ひこうきのおなか

慣れた道をてくてく、フワフワ歩くのです。

用事を終わらせた帰り道、太陽はすっかり傾いていて、オレンジの色が増していっています。うっすらと民家の壁がオレンジ色を反射するのです。窓も反射していて眩しさに目を細めてしまいます。

けれど、嫌いじゃないのです。

このオレンジ色に包まれる時間は、どこか心落ち着くようで東京へ来てから思うことを、また思い出すのです。

郷里の夕焼けはこんなに綺麗じゃなかった。どこか色味が曖昧で、曖昧なまま山の向こうに消えていくのです。当時から夕焼けは好きだったけれども、その色の薄さとぼんやりした感じが心に響かなくて、どうしてだろう? と思っていました。

そして東京の夕焼け。色がはっきりしています。どこにも曖昧さが無くて、こんなにクリアな夕焼けを青鳥(あおどり)は初めて見ました。

オレンジの強さに晴れた日は毎回驚くのです。自分が今まで見ていた夕焼けは、夕焼けだったのかな?

自分の中では夕焼けはもっと儚い色味のもので、強烈な強さは無いのです。ゆっくりとしたグラデーションの色と時間を楽しむのが郷里の夕焼けでした。けれど、ここでは違います。どこまでもはっきりと曖昧さのないオレンジの色が、時間ごとに強く、濃く、深い黒を連れてくるのです。

力強いって、このことかあ。なんて思いながら橋の上、なのです。

轟音が響いて飛行機が飛んでいきます。一機、二機、三機。一つは遥か上空にあって小さく、二つ目はそれより低く真っ直ぐに飛び、三つ目は飛び立ったばかりなのか、かなり低空に機体を泳がせていました。全て旅客機です。

乗客の皆さんも、東京のオレンジを楽しんでいるのかな?

三機目の飛行機が、低空のまま旋回しています。進路を変える為に大きなカーブを描いて橋の上を超えて行くのです。

機体のお腹まで綺麗なオレンジ。太陽はどこまでも平等だな、なんて思ったり。

三機の機体が、うっらとオレンジがかっている綺麗な青空を泳いでいきます。それぞれの機体もオレンジ、なのです。普通は「鳥」に見えるはずですが、地上からはゆったりとした動きにしか見えないのです。特に三機目なんかは大きなジンベイザメのお腹です。

そんなおさかなさんたちの様子を青鳥は一番下の地上から見上げるのです。

橋の上の青鳥も、きっとおさかなさんになるのです。「鳥」だけど「魚」なのです。
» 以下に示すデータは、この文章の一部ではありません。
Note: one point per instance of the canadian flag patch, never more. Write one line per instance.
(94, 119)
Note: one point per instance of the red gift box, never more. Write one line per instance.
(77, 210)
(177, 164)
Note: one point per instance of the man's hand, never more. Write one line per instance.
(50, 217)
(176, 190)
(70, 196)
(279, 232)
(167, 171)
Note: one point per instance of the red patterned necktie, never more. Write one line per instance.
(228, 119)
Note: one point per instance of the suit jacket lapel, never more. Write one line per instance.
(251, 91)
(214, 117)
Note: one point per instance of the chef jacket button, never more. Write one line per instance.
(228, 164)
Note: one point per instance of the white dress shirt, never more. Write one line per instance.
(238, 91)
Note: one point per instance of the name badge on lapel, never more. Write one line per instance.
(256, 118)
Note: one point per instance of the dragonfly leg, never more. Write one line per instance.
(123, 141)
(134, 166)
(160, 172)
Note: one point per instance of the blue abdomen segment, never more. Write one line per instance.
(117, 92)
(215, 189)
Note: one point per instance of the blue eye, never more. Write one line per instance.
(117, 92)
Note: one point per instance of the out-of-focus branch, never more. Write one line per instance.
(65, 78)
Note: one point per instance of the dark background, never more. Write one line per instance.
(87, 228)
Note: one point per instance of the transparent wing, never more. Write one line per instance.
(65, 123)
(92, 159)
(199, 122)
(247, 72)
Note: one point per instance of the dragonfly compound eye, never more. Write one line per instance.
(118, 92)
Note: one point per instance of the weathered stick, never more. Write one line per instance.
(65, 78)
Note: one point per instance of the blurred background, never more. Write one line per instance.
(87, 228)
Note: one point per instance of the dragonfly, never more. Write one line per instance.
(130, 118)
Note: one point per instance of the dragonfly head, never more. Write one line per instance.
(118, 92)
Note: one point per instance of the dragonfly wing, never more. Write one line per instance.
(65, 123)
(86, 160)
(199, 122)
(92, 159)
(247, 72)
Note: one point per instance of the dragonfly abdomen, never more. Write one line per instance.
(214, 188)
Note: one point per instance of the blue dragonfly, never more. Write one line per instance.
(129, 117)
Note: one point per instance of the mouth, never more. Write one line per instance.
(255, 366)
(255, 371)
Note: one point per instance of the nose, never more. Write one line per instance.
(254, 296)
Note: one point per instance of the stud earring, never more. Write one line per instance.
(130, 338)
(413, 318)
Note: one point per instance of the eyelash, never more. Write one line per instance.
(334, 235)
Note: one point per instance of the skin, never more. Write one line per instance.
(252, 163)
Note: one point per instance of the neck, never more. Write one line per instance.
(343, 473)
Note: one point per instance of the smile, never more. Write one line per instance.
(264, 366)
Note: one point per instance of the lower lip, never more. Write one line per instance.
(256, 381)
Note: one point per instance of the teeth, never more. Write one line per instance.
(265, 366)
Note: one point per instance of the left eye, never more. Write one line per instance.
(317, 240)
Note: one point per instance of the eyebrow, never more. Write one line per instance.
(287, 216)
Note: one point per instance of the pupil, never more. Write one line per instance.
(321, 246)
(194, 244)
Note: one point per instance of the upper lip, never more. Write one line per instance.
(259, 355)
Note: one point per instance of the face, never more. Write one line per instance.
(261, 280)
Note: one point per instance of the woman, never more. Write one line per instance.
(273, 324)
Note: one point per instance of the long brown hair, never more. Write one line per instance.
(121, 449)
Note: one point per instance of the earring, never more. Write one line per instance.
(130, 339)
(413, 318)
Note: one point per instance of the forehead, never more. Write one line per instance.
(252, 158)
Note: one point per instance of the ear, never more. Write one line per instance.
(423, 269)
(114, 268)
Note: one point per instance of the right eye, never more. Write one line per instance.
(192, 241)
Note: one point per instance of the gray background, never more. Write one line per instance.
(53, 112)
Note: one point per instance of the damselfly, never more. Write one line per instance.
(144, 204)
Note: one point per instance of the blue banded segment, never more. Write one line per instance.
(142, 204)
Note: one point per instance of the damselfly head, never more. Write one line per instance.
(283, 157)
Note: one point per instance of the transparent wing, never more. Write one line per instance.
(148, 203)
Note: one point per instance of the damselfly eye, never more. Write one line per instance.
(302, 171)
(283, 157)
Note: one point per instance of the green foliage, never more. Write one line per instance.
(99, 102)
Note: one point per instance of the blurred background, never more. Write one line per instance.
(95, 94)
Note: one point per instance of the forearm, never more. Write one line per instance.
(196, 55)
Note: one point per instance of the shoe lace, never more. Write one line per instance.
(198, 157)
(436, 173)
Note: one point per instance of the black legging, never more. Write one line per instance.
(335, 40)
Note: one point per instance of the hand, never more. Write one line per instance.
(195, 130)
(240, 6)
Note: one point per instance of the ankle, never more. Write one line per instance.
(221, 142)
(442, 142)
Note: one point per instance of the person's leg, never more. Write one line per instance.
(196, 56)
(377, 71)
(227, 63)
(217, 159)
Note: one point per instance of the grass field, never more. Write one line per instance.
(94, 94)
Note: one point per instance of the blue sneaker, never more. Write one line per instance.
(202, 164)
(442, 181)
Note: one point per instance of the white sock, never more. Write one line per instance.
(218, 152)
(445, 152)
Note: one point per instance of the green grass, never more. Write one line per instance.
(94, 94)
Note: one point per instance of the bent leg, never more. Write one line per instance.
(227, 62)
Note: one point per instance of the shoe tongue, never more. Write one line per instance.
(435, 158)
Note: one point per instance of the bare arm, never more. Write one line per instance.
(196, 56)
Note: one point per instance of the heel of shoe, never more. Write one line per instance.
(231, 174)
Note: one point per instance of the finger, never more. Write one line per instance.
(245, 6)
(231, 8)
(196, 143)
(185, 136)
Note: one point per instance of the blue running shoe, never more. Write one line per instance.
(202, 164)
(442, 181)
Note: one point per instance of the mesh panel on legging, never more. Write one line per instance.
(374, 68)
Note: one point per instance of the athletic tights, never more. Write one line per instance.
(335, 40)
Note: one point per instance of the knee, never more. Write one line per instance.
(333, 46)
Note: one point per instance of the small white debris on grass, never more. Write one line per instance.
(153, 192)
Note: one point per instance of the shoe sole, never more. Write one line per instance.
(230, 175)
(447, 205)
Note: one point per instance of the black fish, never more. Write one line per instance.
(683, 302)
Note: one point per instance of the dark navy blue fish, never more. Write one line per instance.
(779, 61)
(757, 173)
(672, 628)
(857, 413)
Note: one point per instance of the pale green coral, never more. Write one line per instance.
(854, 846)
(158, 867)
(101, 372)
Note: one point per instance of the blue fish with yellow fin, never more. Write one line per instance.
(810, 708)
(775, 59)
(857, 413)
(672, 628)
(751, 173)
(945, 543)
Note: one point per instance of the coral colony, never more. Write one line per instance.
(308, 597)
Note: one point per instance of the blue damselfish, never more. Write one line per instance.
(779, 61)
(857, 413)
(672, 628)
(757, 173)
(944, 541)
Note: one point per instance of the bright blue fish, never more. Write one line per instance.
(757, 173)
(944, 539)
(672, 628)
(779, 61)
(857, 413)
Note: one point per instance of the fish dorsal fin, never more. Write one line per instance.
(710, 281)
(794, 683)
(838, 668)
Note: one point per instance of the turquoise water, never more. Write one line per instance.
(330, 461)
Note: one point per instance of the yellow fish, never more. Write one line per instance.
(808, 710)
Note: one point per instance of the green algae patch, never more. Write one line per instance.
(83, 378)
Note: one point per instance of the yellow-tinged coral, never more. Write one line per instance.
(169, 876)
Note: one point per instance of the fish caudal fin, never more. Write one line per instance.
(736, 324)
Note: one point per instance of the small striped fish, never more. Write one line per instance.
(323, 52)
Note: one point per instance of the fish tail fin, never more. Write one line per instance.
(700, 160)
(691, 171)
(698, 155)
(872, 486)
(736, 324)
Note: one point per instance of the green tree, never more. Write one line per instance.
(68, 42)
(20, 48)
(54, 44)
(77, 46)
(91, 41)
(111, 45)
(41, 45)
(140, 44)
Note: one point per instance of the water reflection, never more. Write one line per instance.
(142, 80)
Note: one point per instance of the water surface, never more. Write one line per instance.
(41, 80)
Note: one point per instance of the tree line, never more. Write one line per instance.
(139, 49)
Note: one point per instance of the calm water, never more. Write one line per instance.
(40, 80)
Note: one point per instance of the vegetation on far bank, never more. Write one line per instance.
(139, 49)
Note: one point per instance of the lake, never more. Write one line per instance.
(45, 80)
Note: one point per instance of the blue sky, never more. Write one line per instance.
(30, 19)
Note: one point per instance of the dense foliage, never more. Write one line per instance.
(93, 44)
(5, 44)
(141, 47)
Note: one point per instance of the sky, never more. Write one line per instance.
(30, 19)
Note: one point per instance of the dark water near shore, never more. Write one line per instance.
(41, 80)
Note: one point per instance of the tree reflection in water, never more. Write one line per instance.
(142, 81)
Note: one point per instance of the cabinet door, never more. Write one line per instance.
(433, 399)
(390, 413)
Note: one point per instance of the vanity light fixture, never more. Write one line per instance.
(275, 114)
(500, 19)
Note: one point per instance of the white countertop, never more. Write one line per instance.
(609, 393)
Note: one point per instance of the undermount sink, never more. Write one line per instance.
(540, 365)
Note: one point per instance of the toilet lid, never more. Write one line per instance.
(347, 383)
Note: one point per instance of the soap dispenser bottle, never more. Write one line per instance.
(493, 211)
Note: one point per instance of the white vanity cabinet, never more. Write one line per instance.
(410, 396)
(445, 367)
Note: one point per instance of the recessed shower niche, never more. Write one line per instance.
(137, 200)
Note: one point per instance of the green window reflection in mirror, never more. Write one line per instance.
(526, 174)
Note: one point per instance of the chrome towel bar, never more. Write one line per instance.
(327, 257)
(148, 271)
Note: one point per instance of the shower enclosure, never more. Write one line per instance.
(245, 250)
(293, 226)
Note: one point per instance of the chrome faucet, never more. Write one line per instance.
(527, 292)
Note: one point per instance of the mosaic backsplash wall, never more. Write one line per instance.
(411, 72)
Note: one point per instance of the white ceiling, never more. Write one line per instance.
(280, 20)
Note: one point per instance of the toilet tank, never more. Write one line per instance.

いつかまた、あのおさかなさんに乗って、どこかへいくのです。

ちょっぴりお店によって買い出しの後、外はすっかり暗くなって、微かなオレンジ色が漸く感じられる時間。

人気も車もいない住宅街の狭い道で、12、3歳ぐらいの少年が、ひとりスケートボードに乗っていました。一定の範囲を行ったり来たり。きっとお家がこの辺なのでしょう。少年の周りには誰もいません。この子の家庭の事情も友人関係もわかりません。ですが、この少年は同年代の誰よりも先に「大人」といわれるものを身に着けてしまうのかも、なんて思ってしまいました。もしかしたら、今も友人、といわれる同級生たちと微妙に会話が合わないのかもな、なんて。

それでも会話は合わせられるし、しなくていい気遣いや、空気を読んでしまうのかも。そんな風に見えました。

少年が大きくなって、空のおさかなさんに乗って、どこにいくんだろうなあ。楽しい旅を続けて欲しいなあ、と、おさかなさんに乗ってやって来た青鳥は思うのです。